Life cycle and normalization of a database in the context of big data

Share on facebook
Share on twitter
Share on linkedin
Share on telegram
Share on whatsapp

Contents

Big data presents new data management challenges that go beyond managing big data. An often overlooked challenge is the lifecycle and normalization of a database in this big data context..

istock-654067526-5806779

Photo credits: iLexx

Data governance, both from the data source and its results, in this type of database presents great challenges. The comparison of the life cycle and normalization of a traditional database with big data helps to understand one of the more complex data governance challenges in this new world of data.

The stages of the data life cycle

A data life cycle typical will consist of four stages:

  1. Ingestion. I can not think of him life cycle and normalization from a database without starting at the beginning, moment in which the different data sources are incorporated into the data platform. At this stage it is also common to find data verification and validation processes basic, even though the main thing right now is to erase all available data in a central location (which can be a data warehouse, a data warehouse or data lake).
  2. ID / Cleaning / Enrichment. The data types and the names by which they appear in the columns are recognized. In this stage, The data can also be enriched and cleaned.
  3. Standardization. This step involves transforming the data into a commercially agreed neutral data model.. Here, relationships are established between the different data entities, essentially coding internal knowledge and data structure. This stage is also known as data integration stage and coincides with the time when business rules are regularly introduced and domain checks, as well as validation of master or reference data
  4. Presentation.

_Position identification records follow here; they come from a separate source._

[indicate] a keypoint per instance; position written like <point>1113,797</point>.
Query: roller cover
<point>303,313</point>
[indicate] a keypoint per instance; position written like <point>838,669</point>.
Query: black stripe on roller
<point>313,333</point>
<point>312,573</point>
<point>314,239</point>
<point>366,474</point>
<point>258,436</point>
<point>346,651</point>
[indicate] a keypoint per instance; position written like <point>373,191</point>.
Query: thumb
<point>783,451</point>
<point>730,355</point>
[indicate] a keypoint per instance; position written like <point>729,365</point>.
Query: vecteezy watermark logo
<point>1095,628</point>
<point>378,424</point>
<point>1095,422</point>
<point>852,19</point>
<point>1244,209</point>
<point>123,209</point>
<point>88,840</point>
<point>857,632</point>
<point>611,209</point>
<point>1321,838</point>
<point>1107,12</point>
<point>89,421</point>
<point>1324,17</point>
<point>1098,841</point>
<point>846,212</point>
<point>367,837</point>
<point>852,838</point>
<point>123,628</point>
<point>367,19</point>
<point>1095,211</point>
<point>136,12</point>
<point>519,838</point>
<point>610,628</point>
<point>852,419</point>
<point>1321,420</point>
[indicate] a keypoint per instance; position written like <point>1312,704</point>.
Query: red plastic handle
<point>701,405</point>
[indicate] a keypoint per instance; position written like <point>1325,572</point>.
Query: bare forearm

It is the final step of the procedure, when the transformation of the neutral business model created in the previous step into one or more company-specific data representations is completed. This model is often called a dimensional model.. It is common for additional business rules to apply at this point, as well as aggregations and the creation of derived data.
  5. Outline in reading / outline in writing. You can't talk about the entire data lifecycle without mentioning when the user uses it. One of the main differences between traditional data warehousing and big data warehousing is the point at which the end user interacts with the information.. Therefore, while in traditional data storage environment, the general consumer would use a well defined writing scheme, BI platforms and advanced analytics solutions can consume data from the presentation layer to provide reports, dashboards and predictive analytics, allowing the data consumer to access the data much earlier.

Life cycle and normalization of a database in Big Data environments

When considering the life cycle and normalization of a database, everything related to the use of information is decisive, both in terms of processing and in relation to the cost of the data life cycle. Specifically:

  1. And Big Data, the first two stages are high volume and low cost and effort.. Data is abundant and cheap, and ingestion, data identification and cleaning is relatively simple. Despite this, the challenge lies in the management of Big Data. The difficulty of the last two life cycle processes and the normalization of a database has to do with the creation of meaning. of such a large and largely disorganized data set (reading scheme).
  2. In a traditional setting, Conversely, data warehousing requires a considerable amount of effort to ensure the quality of the ingested data and transform the data into suitable data models. (written sketch). Something that extends to the consistent application of business rules. Despite this, as all consumers have the same vision of the data universe, query performance is quite high and user query capacity benefits. The value density of data is much higher than in big data environments. Here, each row has an intrinsic value.

Finally, in matters associated with the life cycle and standardization of a database, you need to pay attention agility. And that is something inherent to big data. Although data warehouses are notoriously difficult, time consuming and expensive to modify, data consumers set their own criteria and timelines within a world of big data.

(function(d, s, id) {
var js, fjs = d.getElementsByTagName(s)[0];
if (d.getElementById(id)) return;
js = d.createElement(s); js.id = id;
js.src = “//connect.facebook.net/es_ES/all.js#xfbml=1&status=0”;
fjs.parentNode.insertBefore(js, fjs);
}(document, ‘script’, 'facebook-jssdk'));

Subscribe to our Newsletter

We will not send you SPAM mail. We hate it as much as you.